1882 - v Australia at The Oval, lost by seven runs
Where it all began... incongruous perhaps to start with a first ever home defeat, but Australia's shock two-day victory was the birth of the Ashes. Even WG Grace could not defy the demon Fred Spofforth, with his 14 wickets in the match - and as the satirists published their mock obituary for English cricket, history was made.
1902 - v Australia at The Oval, won by one wicket
England had dominated the early Ashes series. But by the time they reached this fifth Test, the urn was already back in Australia's possession. The tourists had Victor Trumper at the top of their batting order, but England held the ace with the big-hitting Gilbert Jessop down at number seven. His century rescued their run chase from 48 for five - and Yorkshire pair George Hirst and Wilfred Rhodes famously did the rest... 'nobbut just', though.

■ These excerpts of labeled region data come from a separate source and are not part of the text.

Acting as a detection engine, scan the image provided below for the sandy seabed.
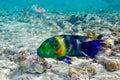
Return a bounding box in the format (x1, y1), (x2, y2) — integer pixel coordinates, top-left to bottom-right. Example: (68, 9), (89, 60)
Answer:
(0, 11), (120, 80)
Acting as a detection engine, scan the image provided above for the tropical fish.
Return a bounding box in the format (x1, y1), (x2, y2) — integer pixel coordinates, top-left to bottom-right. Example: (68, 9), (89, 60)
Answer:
(37, 35), (102, 63)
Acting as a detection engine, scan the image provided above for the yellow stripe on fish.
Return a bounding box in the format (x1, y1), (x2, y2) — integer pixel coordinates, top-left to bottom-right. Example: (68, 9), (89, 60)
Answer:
(55, 36), (66, 57)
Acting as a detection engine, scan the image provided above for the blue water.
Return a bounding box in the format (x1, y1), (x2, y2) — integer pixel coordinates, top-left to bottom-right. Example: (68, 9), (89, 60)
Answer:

1938 - v Australia at The Oval, won by an innings and 579 runs
Same time, late August, same place - 36 years on - step forward another Yorkshireman. Len Hutton, however, was not just another but first among equals, as his world-record innings of 364 was about to prove. The opener faced 847 balls and batted for 797 minutes before he was finally sixth out in a mammoth 903 for seven declared. It took almost 60 years for any Test team to make more, and it was 20 before Garfield Sobers usurped Hutton with his unbeaten 365. England's huge margin of victory still stands alone.
1981 - v Australia at Headingley, won by 18 runs
The daddy of them all. Botham's Ashes did not get started until the third Test of six in Leeds - although what preceded the match is all part of the legend. After a torrid winter in the West Indies, defeat at Trent Bridge and then Ian Botham's pair in a Lord's draw, Mike Brearley took over as captain. All went pretty badly for three and a half days - until, in trouble again following on, Botham took over with his unbeaten 149 and Bob Willis capped the most astounding comeback win by taking eight for 43 on the final day.
2005 - v Australia at Edgbaston, won by two runs
Another Ashes epic for the ages, kick-starting a riveting summer which saw Michael Vaughan's England win back the urn after 18 years. Modern enthusiasts will know all about this one, Andrew Flintoff with his consoling hand on a stooped Brett Lee's shoulder as the Australian came to terms with his fellow tailender Michael Kasprowicz's dismissal caught-behind down the leg-side off Steve Harmison. England were level, by very nearly the narrowest of margins, after Australia's resilience fell short at the last despite putting on 104 runs for their last two wickets.
2012 - v India in Mumbai, won by 10 wickets
Against this summer's opponents, it was the mercurial Kevin Pietersen and England's all-time record run-scorer Alastair Cook who both batted brilliantly at the Wankhede Stadium to set up a highly improbable win. England had lost the first Test of four in Ahmedabad by nine wickets, despite a fine Cook rearguard in the second innings. This time, he and Pietersen did the business at their first attempt. In a double-century third-wicket stand, Pietersen especially played one of his greatest innings - reward for Cook's pragmatic decision to ensure his recall after a vexed summer. Monty Panesar and Graeme Swann then spun India out a second time, precursor to England's first series win in India since 1984-85.